Uighurs in East Turkistan suffer from China’s forced abortions

January 24, 2010, Sunday/ 14:15:00/ FATMA DİŞLİ ZIBAK
“My wife would not want to remember that tragic event [the loss of an almost full-term baby after a forced fatal injection of drugs into the baby] as she has just overcome the trauma, so I request that you not speak to her,” said Alimcan Karluk, head of the research center at the East Turkistan Association, an İstanbul-based organization working to raise awareness about the problems faced by Uighurs in East Turkistan.His wife is one of the thousands of Uighur mothers who have lost their unborn babies due to China’s forced abortion policy. China, which introduced a controversial one-child-per-family policy in 1979 as a measure to alleviate social, economic and environmental problems in the country, has been forcing Uighur mothers in East Turkistan to have abortions despite the fact that ethnic minorities are among the exemptions to this law. The abortion law went into effect in China in 1984 and has been more strictly implemented in East Turkistan since 1988.

According to the 1979 law, the number of children married urban couples can have is one, but the law allows exemptions in several cases, including rural couples, ethnic minorities and parents without any siblings themselves. Nevertheless, the policy has been implemented in East Turkistan with heavier sanctions, raising suspicions among many of whether the Chinese government is trying to assimilate the Turks in the region.

East Turkistan, which is referred to as Xinjiang by China, has been under the control of China since 1949. There are around 30 million Muslim Turks in the region, which has an area of 1,828,418 square meters.

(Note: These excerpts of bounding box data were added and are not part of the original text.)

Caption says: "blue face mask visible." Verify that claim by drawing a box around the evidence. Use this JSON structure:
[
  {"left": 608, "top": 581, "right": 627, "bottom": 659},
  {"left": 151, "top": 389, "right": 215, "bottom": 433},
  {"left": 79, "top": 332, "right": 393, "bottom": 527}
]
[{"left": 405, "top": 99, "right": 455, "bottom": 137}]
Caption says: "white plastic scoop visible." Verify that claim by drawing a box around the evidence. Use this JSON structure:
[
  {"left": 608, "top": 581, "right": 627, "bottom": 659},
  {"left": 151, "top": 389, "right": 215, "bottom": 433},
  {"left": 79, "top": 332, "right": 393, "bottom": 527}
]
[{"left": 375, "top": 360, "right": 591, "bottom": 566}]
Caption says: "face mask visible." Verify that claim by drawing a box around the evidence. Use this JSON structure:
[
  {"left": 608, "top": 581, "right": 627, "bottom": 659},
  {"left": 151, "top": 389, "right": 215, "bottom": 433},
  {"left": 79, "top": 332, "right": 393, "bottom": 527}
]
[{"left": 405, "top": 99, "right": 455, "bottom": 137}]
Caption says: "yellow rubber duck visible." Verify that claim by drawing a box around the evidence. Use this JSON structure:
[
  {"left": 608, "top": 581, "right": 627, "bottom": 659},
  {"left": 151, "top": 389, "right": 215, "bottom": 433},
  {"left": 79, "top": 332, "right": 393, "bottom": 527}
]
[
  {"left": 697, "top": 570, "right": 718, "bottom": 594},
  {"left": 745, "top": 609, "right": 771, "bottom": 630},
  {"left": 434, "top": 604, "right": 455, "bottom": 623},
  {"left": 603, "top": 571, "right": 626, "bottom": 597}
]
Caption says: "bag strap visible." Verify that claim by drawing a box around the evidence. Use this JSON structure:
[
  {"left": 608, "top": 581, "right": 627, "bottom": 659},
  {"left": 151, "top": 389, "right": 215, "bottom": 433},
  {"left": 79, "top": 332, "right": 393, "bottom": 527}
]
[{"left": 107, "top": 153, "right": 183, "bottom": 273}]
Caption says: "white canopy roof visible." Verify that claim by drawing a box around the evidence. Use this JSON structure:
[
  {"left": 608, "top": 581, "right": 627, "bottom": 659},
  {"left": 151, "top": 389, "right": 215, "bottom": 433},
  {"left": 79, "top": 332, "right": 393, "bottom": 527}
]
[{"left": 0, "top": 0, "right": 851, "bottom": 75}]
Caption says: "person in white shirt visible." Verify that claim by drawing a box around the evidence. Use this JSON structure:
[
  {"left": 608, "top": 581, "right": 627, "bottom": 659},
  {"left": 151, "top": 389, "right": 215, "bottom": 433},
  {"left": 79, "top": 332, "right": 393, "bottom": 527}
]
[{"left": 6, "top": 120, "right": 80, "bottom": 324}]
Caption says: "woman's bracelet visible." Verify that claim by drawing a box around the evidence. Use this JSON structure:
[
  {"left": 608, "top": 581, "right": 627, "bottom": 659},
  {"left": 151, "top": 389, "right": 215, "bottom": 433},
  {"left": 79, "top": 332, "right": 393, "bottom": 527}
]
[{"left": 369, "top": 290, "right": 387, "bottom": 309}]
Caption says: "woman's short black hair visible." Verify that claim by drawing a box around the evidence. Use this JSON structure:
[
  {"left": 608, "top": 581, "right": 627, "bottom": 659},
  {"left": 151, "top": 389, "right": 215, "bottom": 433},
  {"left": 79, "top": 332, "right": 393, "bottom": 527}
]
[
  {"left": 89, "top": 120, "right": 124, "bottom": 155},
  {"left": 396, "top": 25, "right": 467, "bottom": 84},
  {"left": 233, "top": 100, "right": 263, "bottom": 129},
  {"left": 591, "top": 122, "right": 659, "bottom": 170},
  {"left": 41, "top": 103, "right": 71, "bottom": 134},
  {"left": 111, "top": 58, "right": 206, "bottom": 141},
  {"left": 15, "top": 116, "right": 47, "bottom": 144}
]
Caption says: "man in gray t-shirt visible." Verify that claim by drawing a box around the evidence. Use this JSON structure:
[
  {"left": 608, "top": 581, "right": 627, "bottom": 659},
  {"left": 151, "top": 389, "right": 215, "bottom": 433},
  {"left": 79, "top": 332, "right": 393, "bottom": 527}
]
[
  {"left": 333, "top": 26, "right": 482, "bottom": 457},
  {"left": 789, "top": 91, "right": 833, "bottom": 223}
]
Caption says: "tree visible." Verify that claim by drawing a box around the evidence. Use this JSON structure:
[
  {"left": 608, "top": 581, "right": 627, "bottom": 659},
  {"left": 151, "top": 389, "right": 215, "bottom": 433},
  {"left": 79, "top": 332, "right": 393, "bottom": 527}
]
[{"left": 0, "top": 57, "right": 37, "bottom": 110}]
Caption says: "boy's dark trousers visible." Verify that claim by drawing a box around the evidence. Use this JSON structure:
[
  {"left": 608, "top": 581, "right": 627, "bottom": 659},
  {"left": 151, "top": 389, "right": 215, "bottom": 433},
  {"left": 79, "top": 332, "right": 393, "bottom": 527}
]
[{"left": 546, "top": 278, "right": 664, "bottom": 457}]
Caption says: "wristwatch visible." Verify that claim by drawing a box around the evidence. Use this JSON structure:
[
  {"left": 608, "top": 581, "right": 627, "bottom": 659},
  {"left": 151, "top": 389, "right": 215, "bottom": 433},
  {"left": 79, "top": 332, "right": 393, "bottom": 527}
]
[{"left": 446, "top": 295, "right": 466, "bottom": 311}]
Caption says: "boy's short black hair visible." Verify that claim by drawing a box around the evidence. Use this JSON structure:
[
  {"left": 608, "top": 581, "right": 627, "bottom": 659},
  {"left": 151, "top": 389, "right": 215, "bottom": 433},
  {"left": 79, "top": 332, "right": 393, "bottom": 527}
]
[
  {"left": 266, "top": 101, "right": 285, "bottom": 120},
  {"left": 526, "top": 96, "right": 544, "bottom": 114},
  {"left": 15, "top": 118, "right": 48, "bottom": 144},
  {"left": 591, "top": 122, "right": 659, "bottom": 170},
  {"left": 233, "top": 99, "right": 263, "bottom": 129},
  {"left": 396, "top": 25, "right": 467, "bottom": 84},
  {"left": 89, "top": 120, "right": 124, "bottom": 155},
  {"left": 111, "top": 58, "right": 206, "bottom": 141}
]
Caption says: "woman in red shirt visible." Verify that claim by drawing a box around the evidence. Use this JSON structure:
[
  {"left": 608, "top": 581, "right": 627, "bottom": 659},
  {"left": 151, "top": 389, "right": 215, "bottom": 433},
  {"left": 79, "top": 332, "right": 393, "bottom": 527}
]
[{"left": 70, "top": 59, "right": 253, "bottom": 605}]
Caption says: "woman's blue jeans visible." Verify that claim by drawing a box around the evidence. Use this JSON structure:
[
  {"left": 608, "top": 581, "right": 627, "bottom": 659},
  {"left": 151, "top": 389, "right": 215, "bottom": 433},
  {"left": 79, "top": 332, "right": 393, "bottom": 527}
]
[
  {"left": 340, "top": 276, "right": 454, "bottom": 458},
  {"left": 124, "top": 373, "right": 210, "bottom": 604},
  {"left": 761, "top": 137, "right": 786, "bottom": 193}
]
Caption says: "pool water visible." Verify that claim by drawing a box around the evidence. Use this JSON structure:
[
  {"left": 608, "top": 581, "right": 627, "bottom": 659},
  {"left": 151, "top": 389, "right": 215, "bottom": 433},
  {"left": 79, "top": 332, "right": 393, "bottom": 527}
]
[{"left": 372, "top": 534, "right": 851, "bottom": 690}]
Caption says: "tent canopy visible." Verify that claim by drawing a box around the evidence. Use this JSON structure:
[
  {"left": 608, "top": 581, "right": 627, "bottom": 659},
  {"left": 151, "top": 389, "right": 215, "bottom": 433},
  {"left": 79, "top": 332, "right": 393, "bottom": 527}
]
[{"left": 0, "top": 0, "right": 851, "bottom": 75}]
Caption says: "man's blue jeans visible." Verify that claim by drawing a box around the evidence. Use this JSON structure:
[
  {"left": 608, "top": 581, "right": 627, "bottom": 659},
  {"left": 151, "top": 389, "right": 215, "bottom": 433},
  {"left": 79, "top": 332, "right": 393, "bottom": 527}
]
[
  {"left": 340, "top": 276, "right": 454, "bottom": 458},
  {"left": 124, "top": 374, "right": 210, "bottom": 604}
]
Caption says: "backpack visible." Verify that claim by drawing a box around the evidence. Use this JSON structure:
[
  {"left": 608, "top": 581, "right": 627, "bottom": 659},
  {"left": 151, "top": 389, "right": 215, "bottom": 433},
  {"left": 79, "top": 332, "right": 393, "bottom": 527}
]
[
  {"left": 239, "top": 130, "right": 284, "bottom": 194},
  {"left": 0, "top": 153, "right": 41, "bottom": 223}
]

Uighurs make up only 1 percent of the Chinese population. It is estimated that 800,000 forced abortions have been carried out in East Turkistan since 1979.

Forced abortions are often performed very late in pregnancy -- even in the ninth month. Sometimes the baby’s skull is crushed with forceps as it emerges from the birth canal. Either the woman or her husband is forcibly sterilized.

Karluk left the Urumqi region of East Turkistan with his family after the Gulja massacre on Feb. 5, 1997, when Chinese security forces brutally cracked down on a peaceful demonstration in the city of Gulja, killing thousands in the ensuing clashes. He talked about the tragic loss of his unborn child to Sunday’s Zaman.

“The incident took place in 1996. I was out of Urumqi when some Chinese health officials visited our house for a health check. My wife was eight months pregnant with our second son. She said the health officials told her that she cannot have a second child since she has one child already and so her pregnancy had to be terminated. They gave her a shot which caused her to deliver a dead baby,” said Karluk, adding that his wife needed psychological support to overcome the trauma of her aborted pregnancy.

He said some 15-16 families in their neighborhood had to experience the same tragedy at that time. Abortions carried out in the region’s southeastern parts, where the population is less educated compared to the northern parts, are performed in more violent ways with the seven or eight-month-old fetuses being taken from the mothers’ womb in unhygienic conditions.

In rural areas of East Turkistan, 40 percent of these pregnancies are aborted forcefully, while this figure is 30 percent in the urban parts of the region, according to a report prepared by the East Turkistan Solidarity Association.

Experts note that if China continues to implement this policy in East Turkistan, preventing Uighur families from having more than one child, natural population growth will halt in the region this year.

Karluk said the Chinese policy against Uighurs was aimed at assimilating the Uighur population in the region as the Chinese government was tolerant of Chinese families there having more than one child. It was even dispatching more Chinese there in order to turn the balance of the population in favor of the Chinese.

According to official census figures in the report, the Chinese population in East Turkistan increased by 31.64 percent in 2000 when compared to a decade ago, while the increase in the population of Uighurs was 15.89 percent during the same period.

Looking at this picture, the head of the East Turkistan Solidarity Association, İsmail Cengiz, said that China forcing Uighur mothers to abort in East Turkistan despite the fact that abortion is considered a sin in the Islamic faith was not only a violation of minority rights but also a move aimed at assimilation.

China’s heavy sanctions

Karluk said China imposes heavy sanctions on families that oppose the abortion of the second pregnancy, such as taking away land the family owns or cutting off their electricity or water. Putting the father or mother in jail is the heaviest penalty.

He also said Uighur families were desperate because there is no authority they can appeal to in order to sue the Chinese government over the forced abortion policy; cases filed against the government have been concluded in favor of the government.